A escalada de hostilidades entre Irã e Estados Unidos segue crescendo com ataques mútuos. Novamente, a disputa pelo controle do Estreito de Ormuz aparece como principal elemento dessa retomada da guerra.
O memorando de entendimento assinado pelos dois países, que abriria caminho, no prazo de 60 dias, para o fim do conflito, foi desconsiderado pelo presidente Donald Trump, que, neste momento, tenta mostrar ao mundo que é ele quem manda. Contudo, a trajetória do conflito indica que os EUA estão “nas cordas” dessa luta e não conseguiram nada do que tinham anunciado quando assassinaram o aiatolá Ali Khamenei, dando início à guerra.
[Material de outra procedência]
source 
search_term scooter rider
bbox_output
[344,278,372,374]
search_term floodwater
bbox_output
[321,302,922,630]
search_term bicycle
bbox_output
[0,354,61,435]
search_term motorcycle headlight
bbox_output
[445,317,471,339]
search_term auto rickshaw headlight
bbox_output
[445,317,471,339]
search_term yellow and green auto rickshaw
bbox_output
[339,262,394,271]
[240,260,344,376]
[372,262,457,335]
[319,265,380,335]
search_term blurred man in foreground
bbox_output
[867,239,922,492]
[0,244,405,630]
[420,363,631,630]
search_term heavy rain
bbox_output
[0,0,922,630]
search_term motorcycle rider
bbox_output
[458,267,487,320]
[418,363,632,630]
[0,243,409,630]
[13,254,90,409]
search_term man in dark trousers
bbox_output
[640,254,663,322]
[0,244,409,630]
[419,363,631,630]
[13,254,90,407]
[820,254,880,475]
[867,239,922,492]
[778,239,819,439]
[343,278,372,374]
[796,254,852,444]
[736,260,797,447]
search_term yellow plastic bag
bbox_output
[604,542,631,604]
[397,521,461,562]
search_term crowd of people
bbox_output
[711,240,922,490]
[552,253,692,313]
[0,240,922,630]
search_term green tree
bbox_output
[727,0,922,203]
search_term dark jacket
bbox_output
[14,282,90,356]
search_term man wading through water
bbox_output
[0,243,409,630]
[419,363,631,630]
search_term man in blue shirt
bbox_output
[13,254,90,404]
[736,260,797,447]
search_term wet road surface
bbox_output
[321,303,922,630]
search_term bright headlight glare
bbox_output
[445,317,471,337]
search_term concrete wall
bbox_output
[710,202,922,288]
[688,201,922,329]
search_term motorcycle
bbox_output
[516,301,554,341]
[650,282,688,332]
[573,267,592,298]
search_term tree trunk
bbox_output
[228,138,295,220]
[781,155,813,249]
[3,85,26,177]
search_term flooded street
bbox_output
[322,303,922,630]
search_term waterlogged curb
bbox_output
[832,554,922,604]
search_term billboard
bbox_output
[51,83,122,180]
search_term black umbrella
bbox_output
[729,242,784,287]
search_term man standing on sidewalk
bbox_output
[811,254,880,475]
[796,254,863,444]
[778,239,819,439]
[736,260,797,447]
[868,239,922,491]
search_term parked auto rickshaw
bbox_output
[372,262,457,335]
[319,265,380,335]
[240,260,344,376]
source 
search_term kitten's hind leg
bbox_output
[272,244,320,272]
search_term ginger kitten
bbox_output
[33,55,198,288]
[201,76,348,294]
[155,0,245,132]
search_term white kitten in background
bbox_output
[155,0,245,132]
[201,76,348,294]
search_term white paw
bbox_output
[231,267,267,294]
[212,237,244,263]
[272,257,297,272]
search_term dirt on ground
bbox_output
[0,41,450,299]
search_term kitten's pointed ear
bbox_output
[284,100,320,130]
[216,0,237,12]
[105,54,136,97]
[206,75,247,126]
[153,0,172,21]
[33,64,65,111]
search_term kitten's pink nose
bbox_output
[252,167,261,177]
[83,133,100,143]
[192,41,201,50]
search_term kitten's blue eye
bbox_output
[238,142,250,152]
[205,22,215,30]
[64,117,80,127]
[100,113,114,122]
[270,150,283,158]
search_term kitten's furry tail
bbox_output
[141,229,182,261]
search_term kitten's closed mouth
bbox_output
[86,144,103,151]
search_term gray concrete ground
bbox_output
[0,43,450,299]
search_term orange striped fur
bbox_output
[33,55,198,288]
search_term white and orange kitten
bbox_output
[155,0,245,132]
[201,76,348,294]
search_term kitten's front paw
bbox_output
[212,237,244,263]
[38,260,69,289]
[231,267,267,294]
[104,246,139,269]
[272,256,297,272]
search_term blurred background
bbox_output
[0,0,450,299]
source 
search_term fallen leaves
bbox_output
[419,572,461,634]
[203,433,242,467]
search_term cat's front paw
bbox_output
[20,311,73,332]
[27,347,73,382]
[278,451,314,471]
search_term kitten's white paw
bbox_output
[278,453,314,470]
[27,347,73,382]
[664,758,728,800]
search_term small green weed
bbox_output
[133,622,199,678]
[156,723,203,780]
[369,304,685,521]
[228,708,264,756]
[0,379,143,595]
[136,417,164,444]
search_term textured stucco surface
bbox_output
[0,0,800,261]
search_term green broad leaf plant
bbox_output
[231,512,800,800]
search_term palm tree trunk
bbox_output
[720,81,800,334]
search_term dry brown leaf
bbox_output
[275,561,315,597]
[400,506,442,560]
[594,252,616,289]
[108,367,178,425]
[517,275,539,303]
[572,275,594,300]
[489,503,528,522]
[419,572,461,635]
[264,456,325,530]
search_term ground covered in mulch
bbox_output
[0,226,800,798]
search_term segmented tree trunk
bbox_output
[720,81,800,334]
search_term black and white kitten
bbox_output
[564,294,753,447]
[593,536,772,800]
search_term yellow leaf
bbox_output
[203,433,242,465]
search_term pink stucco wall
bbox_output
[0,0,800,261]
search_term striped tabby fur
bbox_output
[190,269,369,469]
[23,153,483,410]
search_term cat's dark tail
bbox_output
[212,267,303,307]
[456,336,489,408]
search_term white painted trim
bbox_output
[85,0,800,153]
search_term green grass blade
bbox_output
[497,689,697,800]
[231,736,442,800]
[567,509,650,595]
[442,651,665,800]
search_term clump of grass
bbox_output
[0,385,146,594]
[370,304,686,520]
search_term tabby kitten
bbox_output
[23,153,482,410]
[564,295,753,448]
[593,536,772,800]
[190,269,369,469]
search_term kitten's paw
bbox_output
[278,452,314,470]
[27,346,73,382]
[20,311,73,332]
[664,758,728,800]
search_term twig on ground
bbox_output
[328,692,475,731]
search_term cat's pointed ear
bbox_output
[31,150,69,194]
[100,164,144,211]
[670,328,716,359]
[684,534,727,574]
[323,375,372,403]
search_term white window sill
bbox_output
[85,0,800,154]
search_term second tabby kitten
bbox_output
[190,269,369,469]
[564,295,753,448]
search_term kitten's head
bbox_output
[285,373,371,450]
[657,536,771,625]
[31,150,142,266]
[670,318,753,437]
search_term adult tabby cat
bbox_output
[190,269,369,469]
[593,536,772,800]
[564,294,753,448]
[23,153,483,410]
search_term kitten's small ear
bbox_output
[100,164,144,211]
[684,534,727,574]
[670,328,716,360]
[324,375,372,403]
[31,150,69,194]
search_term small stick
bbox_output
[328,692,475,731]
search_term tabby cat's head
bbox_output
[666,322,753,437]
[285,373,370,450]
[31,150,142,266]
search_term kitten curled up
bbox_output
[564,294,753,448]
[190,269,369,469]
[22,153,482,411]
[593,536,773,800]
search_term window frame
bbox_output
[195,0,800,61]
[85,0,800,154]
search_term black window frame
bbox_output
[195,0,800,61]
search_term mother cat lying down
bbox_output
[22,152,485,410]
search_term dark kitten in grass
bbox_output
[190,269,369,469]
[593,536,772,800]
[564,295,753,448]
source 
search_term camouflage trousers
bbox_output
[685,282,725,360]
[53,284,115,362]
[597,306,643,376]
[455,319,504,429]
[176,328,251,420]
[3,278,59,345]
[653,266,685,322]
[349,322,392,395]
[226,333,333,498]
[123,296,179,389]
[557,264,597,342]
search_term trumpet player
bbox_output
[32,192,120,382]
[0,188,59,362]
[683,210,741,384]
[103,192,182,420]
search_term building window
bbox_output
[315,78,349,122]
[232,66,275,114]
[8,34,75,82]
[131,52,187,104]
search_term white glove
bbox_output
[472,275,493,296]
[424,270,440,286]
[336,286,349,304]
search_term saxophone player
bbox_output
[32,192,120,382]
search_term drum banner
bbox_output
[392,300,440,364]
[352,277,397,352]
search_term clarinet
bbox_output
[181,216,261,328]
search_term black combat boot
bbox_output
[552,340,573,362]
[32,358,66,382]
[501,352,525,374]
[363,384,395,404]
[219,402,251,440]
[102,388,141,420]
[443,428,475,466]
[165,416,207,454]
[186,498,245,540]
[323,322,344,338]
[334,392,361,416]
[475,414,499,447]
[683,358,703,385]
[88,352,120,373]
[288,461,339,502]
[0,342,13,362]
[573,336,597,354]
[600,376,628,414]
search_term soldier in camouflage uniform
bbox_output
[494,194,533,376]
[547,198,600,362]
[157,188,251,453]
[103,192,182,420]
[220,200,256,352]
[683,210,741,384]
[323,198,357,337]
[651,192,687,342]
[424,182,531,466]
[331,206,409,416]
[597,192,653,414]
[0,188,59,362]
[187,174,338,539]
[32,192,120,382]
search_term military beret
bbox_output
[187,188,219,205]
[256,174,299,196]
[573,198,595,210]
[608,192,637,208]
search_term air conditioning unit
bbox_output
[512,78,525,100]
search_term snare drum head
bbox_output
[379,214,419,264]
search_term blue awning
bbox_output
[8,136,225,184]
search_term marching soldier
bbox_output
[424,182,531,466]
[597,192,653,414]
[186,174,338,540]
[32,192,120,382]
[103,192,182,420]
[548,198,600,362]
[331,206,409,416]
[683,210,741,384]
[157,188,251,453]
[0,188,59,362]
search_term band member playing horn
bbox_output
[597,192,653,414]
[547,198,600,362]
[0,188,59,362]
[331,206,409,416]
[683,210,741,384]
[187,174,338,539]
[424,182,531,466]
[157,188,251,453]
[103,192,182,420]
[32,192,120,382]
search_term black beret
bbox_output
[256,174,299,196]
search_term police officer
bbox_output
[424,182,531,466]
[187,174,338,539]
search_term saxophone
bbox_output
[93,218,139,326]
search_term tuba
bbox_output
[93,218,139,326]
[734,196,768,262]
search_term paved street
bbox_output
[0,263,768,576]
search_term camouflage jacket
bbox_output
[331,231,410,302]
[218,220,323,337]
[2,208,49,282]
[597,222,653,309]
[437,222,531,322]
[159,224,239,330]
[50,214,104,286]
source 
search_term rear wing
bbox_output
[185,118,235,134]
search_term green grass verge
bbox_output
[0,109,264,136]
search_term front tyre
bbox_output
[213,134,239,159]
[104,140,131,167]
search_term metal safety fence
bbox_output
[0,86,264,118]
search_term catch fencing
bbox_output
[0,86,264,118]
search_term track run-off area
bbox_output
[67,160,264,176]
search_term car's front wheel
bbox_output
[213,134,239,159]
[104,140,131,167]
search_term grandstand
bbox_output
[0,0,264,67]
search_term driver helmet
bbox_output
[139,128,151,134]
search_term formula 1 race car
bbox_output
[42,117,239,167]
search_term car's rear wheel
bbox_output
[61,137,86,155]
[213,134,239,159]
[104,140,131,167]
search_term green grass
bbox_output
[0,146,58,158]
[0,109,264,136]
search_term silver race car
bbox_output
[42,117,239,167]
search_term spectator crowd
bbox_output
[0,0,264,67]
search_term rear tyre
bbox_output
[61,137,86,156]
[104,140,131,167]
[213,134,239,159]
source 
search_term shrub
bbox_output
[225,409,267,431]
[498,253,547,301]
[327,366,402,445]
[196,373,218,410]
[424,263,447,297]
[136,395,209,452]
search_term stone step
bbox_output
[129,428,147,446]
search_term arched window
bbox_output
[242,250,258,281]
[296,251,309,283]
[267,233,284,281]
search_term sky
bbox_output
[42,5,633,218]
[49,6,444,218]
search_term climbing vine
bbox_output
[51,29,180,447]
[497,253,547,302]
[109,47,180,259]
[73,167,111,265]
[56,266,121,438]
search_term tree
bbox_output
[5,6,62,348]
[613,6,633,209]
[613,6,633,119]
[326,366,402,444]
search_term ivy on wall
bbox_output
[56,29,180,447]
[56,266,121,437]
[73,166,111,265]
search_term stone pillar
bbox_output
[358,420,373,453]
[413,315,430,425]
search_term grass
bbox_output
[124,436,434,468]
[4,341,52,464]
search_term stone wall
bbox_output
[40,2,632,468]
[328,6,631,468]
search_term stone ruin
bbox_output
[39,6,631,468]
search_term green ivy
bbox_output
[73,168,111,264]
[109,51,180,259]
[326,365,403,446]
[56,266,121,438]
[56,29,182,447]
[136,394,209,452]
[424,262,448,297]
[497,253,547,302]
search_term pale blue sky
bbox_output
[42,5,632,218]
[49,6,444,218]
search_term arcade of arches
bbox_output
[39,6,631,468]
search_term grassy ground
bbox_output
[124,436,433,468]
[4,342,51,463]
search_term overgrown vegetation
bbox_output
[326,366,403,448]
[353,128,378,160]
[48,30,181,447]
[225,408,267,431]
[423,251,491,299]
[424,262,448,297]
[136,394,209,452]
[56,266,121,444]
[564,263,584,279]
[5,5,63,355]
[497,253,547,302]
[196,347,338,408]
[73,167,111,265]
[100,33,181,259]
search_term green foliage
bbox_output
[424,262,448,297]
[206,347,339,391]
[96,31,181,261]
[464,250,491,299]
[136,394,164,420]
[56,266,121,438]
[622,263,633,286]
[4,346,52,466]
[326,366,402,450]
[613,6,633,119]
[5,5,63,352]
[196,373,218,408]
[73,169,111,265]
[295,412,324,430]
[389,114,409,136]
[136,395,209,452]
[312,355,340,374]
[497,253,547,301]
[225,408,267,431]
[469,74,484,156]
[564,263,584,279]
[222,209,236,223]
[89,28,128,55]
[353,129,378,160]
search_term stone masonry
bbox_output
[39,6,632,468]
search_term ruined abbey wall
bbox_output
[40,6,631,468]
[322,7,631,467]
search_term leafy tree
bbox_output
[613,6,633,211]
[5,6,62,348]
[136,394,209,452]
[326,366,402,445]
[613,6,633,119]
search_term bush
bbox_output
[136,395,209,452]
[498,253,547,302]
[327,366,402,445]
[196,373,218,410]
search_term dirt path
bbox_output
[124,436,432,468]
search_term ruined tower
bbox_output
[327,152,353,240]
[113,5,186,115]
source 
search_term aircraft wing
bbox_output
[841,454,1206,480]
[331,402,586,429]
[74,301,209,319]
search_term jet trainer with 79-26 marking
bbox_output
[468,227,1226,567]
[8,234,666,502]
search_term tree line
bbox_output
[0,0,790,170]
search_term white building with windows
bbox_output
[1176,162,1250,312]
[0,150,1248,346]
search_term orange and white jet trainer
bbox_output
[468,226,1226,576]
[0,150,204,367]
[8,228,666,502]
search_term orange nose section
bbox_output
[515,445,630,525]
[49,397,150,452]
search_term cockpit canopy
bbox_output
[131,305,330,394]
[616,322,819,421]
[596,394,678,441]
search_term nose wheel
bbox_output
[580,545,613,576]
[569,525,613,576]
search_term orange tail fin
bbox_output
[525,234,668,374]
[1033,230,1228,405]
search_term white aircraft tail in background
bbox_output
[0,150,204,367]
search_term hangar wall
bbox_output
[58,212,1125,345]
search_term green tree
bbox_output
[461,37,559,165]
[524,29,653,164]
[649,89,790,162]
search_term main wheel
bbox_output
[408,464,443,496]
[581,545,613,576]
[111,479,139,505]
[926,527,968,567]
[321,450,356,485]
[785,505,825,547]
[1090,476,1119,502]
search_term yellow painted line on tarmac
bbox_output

“O acordo acabou não progredindo e Trump é realmente uma figura imprevisível, que tem suas motivações econômicas e financeiras. No dia 28 de fevereiro, eles mataram o aiatolá, prometeram uma mudança de regime e o fim do programa nuclear, e não conseguiram nada disso“, afirma a analista internacional Ana Prestes, em entrevista ao Conexão BdF, da Rádio Brasil de Fato.
O aliado de primeira hora dos EUA, Benjamin Netanyahu, também colaborou para o tensionamento, crescendo o tom de ameaças ao país persa. “Israel ficou muito contrariado com o memorando de entendimento. Eles não aceitam de jeito nenhum. Houve desavenças públicas entre Trump e Netanyahu, e JD Vance, o vice-presidente dos EUA. Netanyahu é o maior interessado na retomada da guerra”, aponta.
Ana Prestes avalia que, para muitos, pode parecer um capricho de Trump a retomada das hostilidades, mas a “guerra impacta muito no preço do petróleo e da economia mundial”. Na análise da especialista, o presidente estadunidense está apostando na confusão. “Ele chegou a dizer que quer reembolso dos países que estão sendo protegidos pelo fato de eles estarem enfrentando o Irã. É praticamente uma extorsão”, critica.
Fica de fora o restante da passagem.